「元さん、これ、どういうこと?」
机の上の雑誌を指さし、問いただすような口調で松潤が元さんに尋ねた。その話し方と俺たちの様子を見て、苦笑する元さん。
「今日発売日だったか。」
「元さん、知ってたの?」
「一応チーフマネージャーだからな。」
「何で教えてくれないのさ。」
不満を隠さずそう告げると、俺たち一人一人の目を見据え、ゆっくりとした口調で話し出した。
「お前らが反対すると思ったからだよ。」
「だったら!」
「雑誌読んだなら分かるだろ。あくまでも女性がターゲットだ。」
「でも、そういう目で見るヤツらだって、絶対いる。」
「あいもそれは承知だ。それでも挑戦したいと言った。だから許可した。」
「あいが……。」
「お前らになら分かるだろ。新しい分野の仕事に挑戦するときの不安が。」
元さんの言葉に、俺たちは唇を噛みしめる。そんなこと、痛いくらい分かるさ。ジャニーズだから、アイドルだからって、ちゃんと評価してもらえない事なんて山ほどあった。
「みんなが嵐に新しい風を吹かせてくれるから、私も挑戦したいんだと。」
「それ、あいが言ったんだね。」
「あぁ。」
「分かった。」
一言返事をすると、ニノはゲーム機を取り出して再開した。その手が強く強く握られていたことは、見ないふりをする。
楽屋にはニノがゲームを操作する音だけが響いていた。
どのくらいたったのだろう。とても短い時間だった気もするし、ものすごく長かったようにも思える。
言葉を発しない静寂を破ったのは、ギーッというドアの開く音。
「おはよう。……って何かあった?」
いつもと違う空気に違和感を感じたのか、あいが訝しげな顔をする。と、ゲーム画面から顔を上げずに、ニノが答えた。
「見ちゃった。」
「見ちゃったって、何を?」
「机の上。」
「……今日発売日なのに、早いね。」
「キレイだったよ。今度は俺の、ストライプのYシャツ持ってくるわ。」
そう言ってあいの顔をからかうように見つめるニノ。その言葉に周りの空気が柔らかくなる。
「着ないよ!」
「じゃあ俺も持ってくる!」
「だーかーらー、着ないって言ってるじゃん!」
「こんな綺麗なあいさん、目の前で見たいじゃん。笑」
「そうそう、いつの間にこんな小悪魔な表情できるようになったのかな?」
「私だってやればできるんだからね。笑」
そんなやり取りを見て、ホッとしたように息をついた元さん。その後ろからノンちゃんが入ってきた。

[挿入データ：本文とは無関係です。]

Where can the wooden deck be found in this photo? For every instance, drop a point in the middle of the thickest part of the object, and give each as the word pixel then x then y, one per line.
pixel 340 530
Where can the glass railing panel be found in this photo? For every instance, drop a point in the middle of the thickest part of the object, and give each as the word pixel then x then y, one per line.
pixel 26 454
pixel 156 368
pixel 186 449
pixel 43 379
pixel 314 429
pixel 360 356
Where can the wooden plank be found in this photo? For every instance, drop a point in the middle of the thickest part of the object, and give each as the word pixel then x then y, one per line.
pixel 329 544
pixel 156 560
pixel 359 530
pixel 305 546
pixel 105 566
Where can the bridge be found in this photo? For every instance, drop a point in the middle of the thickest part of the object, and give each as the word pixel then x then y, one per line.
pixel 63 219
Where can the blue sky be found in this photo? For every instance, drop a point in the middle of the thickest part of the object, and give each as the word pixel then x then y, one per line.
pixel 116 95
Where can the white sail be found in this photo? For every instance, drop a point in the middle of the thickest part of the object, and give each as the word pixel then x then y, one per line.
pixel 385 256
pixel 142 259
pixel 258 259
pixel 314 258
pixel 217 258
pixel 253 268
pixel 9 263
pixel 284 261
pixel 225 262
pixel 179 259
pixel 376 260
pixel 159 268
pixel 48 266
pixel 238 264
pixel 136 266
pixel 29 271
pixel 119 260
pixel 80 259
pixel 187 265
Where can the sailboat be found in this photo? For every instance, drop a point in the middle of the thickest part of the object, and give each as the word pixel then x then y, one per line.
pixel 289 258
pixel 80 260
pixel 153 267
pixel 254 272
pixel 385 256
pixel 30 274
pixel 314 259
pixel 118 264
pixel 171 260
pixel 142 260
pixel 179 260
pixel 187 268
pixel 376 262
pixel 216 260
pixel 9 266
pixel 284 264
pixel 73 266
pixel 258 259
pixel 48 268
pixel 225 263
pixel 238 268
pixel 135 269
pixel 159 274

「あー、皆さんお揃いですね。あれ、その雑誌もう手元にあったんですか。でも、せっかく持ってきたんだから配っちゃお!」
そう言いながら俺たちに例の雑誌を渡してくる。それも何故か二冊ずつ。
「ノンちゃん、これくれるの?」
「そのあいさん、すっごくいい出来でしょ? きっと皆さんから頼まれると思って、用意しといたんですよ。」
「でも、何で二冊なの?」
「そりゃ、観賞用と保存用です!」
胸を張って言い切ったノンちゃん。その様子にニノと翔ちゃんがたまらず吹き出す。
「いやー、ノンちゃんその通り。二冊いるわ。笑」
「一冊は毎日持ち歩くか。」
「ちょっと翔ちゃん、変態発言。笑」
「なんでこんなにたくさん配るのよ……。」
笑い転げる俺たちの側で、恥ずかしそうに肩を落とすあい。そこに流れるのは、いつもの空気だ。
夢と現実の区別がつかないほど、馬鹿じゃない。だって俺たちの仕事は夢を届ける仕事だから。
それでもメンバーの行動でこんなにも心乱されることもある。
労うように、慰めるようにニノの肩を叩いた松潤。そして眉を下げて困ったように笑い返したニノ。
きっとこれからも、俺たちには乗り越えるべき壁があるだろう。
一つ一つの現実を一緒に乗り越えたい。ここにいる仲間たちと。
雑誌を見ながら笑い合うあいと相葉ちゃんを見ながら、小さく心の中で誓った。